Regarding Dragonlance, you know what's most important and significant and personally meaningful to me is that this is the 25th anniversary of the setting. This year, with the release of Dragons of an Hourglass Mage, and the last few books in a collection of trilogies coming in, this year's the big silver.

They could shock everybody and release a Dragonlance sourcebook next year, and an adventure, and a campaign guide. But it's so not my concern at the moment. I mean, can't we celebrate what it is and was and could be this year, and not take all of the celebrations as hints as to a 3-book product line the year AFTER its anniversary?

Cheers,
Cam
 

Regarding Dragonlance, you know what's most important and significant and personally meaningful to me is that this is the 25th anniversary of the setting. This year, with the release of Dragons of an Hourglass Mage, and the last few books in a collection of trilogies coming in, this year's the big silver.

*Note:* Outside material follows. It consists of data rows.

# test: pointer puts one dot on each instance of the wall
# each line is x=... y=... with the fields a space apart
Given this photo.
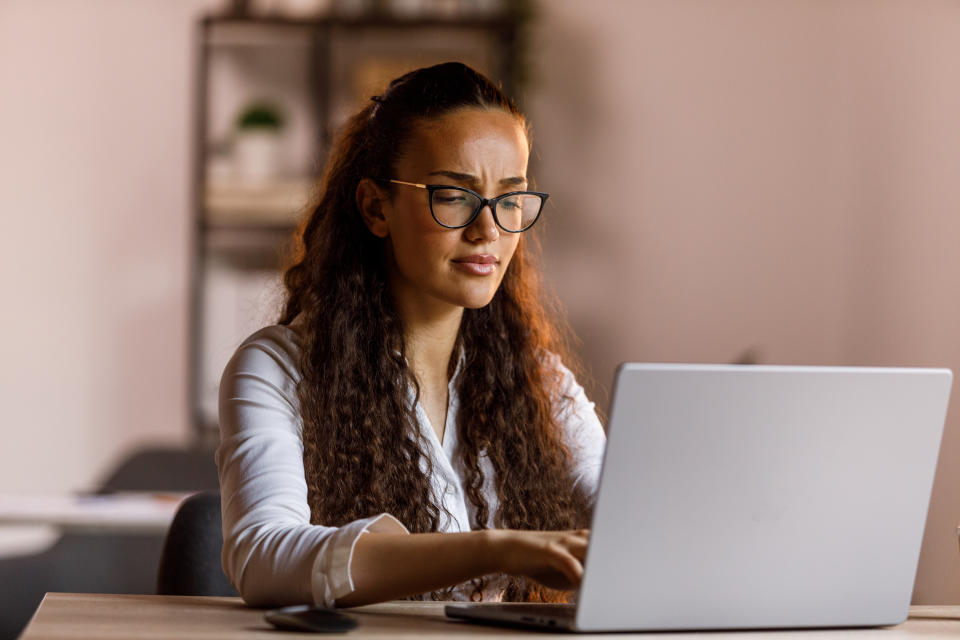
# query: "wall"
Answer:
x=94 y=190
x=729 y=176
x=769 y=180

They could shock everybody and release a Dragonlance sourcebook next year, and an adventure, and a campaign guide. But it's so not my concern at the moment. I mean, can't we celebrate what it is and was and could be this year, and not take all of the celebrations as hints as to a 3-book product line the year AFTER its anniversary?

Cheers,
Cam
So, Cam, what you are seemingly saying is that you don't know anymore than the rest of us on whether or not the next setting is Dragonlance. I am not trying to be rude(I have the utmost respect for you, and would very much like to have your signature on my copy of the Sellsword), but people have been using your statement that next year is not Dragonlance as the definitive stake through its heart.